Democracies work well when the citizenry is well-informed and attentive to the actions of its elected officials and not so well when people are easily seduced by unrealistic promises, quick to forget past events or just plain confused about important policy questions. This issue comes to the forefront in emerging democracies where citizens often have little experience in exercising their voice as an electorate: in understanding complex governance issues, in holding elected officials accountable for their campaign promises or in weighing the competing claims of rival political parties or office-seekers. Voters need not know the details of every issue, argued Chappell Lawson, Professor of Political Science at MIT during a CLAS seminar on March 17, 2003, if their political attitudes are stable and give broad direction to elected representatives. However, unstable political attitudes are likely to favor politicians promoting short-term fixes. Radical swings in policy result when these fixes fail to bring about lasting improvement, a pattern that is all too familiar to students of Latin American politics.

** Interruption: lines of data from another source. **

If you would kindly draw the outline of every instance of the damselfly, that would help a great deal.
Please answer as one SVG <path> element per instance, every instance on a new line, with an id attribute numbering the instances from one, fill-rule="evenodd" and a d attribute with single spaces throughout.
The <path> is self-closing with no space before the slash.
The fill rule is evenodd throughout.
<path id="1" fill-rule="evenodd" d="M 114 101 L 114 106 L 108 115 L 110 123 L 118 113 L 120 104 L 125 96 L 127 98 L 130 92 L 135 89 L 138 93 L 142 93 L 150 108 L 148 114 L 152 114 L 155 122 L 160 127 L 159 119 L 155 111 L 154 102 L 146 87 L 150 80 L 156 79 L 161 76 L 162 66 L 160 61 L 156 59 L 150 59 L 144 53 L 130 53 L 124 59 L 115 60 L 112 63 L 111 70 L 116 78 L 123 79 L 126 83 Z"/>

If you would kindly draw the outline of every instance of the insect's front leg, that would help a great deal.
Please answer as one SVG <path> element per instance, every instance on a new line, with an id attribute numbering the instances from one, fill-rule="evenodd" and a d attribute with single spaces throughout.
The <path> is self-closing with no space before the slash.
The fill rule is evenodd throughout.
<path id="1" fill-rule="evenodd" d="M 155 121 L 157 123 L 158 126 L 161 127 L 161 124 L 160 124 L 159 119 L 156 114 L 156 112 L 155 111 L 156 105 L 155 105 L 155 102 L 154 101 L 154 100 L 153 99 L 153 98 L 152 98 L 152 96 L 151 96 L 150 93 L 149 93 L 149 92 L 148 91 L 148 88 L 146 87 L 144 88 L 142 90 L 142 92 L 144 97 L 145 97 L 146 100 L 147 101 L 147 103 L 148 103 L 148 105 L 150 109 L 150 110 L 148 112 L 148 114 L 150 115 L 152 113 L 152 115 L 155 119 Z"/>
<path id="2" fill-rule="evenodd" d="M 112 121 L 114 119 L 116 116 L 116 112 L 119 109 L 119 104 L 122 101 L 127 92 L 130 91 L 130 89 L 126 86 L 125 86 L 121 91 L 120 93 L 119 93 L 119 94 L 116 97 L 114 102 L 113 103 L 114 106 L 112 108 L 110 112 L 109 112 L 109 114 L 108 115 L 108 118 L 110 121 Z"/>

Does the electorate in Mexico have stable attitudes? That is the focus of recent work by Lawson and his co-author, James McCann of Purdue University. To answer it, they have drawn on data from a panel survey of attitudes that followed particular voters before, during and after the July 2002 election that brought Vicente Fox to the presidency. The results suggest that voters’ attitudes are reasonably stable at an aggregate level, but that this aggregate stability is masking volatility in attitudes at the individual level.

Using a panel survey where several interviews are conducted — in this case, four— with each individual makes it is easier to separate true changes in attitudes from random errors that enter the measurement process. Once Lawson and his co-author corrected for such errors, they came to a somewhat mixed conclusion. On one hand, voters in Mexico had fairly stable attitudes toward the major political parties and maintained a steady overall ideological orientation. On the other hand, they had unstable attitudes about two particular policy issues: what the government should do about crime and whether to privatize the electrical industry. Except for the question of ideological orientation, these patterns held true both for highly educated and for less-educated voters. Lawson found in these results grounds for some optimism about the future of democratic governance in Mexico. The stability of attitudes toward the parties means that voters may indeed have a reliable yardstick against which to measure the performance of incumbents. And it is likely, he argued, that voters’ sophistication in analyzing detailed policy issues will increase over time, as citizens gain more experience in a functioning democracy.

The audience discussion raised a number of important questions. One was whether the volatility of voters’ attitudes on policy issues should be attributed to the “cognitive limitations” of citizens — their inability or unwillingness to grapple with complex ideas — or rather a rational decision by voters that they have little real influence on the political process, and hence little to gain from putting effort into learning about policy debates. Another was whether the issues that Lawson chose to focus on were somewhat removed from most people’s everyday experience, and whether on issues that more intimately intertwined with their own experience voters would have more durable opinions. Women’s attitudes toward abortion might be one example. Also, it is not clear why the instability in beliefs at the individual level is important in itself. If politicians are interested in getting elected, and if who gets elected is a function of aggregate-level attitudes that are themselves fairly stable, then there is little reason to think that the volatility in attitudes at the individual level will lead to short-term solutions and radical swings in policy as suggested above.

These issues aside, Lawson’s work represents one of the first attempts to bring evidence from a large-scale panel survey to bear on political attitudes in a developing country, and on this ground alone it represents a valuable contribution to our understanding of the messy and uneven process of building political participation in an emerging democracy like Mexico.